On a visit to Kazakhstan in 2013, Xi Jinping reminded his hosts of their shared commercial ties along the Silk Road, stretching back millennia. The Chinese president went on to propose the establishment of a Silk Road Economic Belt to bring new prosperity to Asia. The speech barely registered in the international media but less than two years later, the so-called One Belt, One Road plan — incorporating a Maritime Silk Road — has become the centrepiece of the president’s foreign policy and international economic strategy. Important commercial consequences for the region and global companies will go hand-in-hand with unpredictable geopolitical implications in parts of the world where the US, Japan, India and Russia all have material and competing interests.
Beijing’s need of a new approach to doing business at home and abroad has been apparent for some time. Many of China’s past bilateral investment deals in Africa and Asia based around access to commodity resources were uncommercial, poorly implemented and, in some cases, unpopular locally.

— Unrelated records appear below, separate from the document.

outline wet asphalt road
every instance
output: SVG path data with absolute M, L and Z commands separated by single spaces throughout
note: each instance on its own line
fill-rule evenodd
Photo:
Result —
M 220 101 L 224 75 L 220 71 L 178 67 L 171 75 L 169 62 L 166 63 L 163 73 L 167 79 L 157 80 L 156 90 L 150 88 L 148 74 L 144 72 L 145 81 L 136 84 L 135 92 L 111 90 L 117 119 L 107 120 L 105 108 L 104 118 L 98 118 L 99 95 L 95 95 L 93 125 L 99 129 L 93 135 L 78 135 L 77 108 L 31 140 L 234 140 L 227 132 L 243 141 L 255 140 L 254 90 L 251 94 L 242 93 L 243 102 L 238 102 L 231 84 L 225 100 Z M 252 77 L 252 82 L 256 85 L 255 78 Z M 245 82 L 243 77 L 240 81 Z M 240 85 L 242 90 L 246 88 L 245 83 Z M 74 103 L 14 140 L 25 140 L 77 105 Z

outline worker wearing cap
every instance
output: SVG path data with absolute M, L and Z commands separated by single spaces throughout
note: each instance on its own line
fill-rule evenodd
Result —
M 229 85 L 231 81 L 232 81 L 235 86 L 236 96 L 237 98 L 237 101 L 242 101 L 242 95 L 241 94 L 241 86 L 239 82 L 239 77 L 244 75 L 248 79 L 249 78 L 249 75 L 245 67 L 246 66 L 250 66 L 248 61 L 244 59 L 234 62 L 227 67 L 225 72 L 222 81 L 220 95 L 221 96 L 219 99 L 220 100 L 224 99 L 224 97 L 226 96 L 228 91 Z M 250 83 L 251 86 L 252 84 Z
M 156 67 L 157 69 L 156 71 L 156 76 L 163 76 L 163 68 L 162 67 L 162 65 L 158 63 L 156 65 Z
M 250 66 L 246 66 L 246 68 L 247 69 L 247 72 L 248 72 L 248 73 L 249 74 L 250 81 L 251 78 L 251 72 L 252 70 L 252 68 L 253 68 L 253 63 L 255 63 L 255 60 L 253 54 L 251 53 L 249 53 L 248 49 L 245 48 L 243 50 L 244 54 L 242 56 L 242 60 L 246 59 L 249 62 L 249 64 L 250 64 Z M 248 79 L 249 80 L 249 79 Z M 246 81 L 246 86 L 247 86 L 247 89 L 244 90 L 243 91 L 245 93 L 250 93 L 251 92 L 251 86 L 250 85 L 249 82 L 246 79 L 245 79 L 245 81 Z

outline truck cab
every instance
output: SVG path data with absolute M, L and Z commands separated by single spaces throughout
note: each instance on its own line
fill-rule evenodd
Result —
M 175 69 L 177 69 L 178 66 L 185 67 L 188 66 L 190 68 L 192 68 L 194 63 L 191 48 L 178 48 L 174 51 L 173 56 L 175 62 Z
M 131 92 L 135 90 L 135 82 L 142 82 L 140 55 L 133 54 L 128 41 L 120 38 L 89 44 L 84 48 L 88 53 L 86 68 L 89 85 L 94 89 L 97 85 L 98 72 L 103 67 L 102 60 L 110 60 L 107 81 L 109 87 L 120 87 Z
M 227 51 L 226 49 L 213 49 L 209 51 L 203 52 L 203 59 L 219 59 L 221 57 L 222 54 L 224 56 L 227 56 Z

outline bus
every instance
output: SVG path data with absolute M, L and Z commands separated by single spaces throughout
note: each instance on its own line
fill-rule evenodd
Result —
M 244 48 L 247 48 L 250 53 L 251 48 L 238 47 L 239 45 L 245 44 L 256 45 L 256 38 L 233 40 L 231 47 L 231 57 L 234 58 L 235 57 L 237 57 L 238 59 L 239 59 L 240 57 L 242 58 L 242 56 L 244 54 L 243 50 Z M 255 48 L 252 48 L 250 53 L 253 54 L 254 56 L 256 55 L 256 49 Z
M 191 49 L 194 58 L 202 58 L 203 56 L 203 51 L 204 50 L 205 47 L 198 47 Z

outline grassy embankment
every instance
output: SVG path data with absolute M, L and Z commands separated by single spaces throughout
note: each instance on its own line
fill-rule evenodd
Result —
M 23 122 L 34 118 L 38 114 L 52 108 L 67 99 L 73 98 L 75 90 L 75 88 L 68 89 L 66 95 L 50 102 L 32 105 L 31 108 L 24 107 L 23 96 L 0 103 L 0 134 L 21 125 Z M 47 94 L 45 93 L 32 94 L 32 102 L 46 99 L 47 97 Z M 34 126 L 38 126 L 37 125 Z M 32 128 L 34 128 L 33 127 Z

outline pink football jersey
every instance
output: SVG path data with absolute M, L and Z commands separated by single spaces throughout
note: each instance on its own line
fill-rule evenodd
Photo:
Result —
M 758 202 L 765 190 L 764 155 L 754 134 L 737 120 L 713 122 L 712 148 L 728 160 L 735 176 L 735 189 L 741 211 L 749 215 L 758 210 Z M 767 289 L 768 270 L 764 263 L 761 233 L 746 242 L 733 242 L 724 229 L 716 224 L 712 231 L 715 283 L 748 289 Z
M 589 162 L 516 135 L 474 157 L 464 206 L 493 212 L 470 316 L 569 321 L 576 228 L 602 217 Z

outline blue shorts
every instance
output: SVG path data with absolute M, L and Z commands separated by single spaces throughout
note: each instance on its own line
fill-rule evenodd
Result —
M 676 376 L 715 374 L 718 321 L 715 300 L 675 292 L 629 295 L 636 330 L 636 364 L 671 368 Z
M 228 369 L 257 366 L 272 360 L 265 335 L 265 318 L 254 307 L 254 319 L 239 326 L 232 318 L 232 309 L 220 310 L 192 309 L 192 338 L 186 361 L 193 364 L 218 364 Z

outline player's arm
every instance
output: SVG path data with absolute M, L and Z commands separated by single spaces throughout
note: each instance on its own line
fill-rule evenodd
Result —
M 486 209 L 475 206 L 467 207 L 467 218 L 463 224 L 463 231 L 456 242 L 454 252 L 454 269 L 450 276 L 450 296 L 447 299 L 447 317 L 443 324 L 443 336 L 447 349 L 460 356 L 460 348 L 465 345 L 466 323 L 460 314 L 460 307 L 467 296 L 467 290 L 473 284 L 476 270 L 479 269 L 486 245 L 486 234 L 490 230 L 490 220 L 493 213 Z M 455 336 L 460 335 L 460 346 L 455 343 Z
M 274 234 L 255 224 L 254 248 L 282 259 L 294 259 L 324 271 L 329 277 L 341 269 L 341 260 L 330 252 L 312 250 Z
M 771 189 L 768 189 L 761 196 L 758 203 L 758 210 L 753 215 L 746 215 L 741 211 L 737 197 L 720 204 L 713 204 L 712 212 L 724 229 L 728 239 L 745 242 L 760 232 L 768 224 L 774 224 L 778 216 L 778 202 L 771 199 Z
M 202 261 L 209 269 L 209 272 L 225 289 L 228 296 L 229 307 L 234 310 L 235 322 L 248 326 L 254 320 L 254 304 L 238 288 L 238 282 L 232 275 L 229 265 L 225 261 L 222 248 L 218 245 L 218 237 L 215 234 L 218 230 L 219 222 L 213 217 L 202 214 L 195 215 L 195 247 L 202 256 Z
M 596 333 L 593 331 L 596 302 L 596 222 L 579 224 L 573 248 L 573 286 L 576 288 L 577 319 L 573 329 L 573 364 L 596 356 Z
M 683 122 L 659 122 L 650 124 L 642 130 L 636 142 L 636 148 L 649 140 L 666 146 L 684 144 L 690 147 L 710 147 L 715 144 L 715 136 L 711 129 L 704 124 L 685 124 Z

The property and investment boom at home that they served has now ended, leaving China with significant overcapacity in industry and construction, deflation and rising debt management problems.
Moreover, the country has tired of accumulating endless volumes of US Treasury and other government bonds, and now prefers more direct investment overseas. Beijing has also long expressed opposition to the dominance of the US and the dollar in the global financial institutions, most notably the International Monetary Fund and World Bank.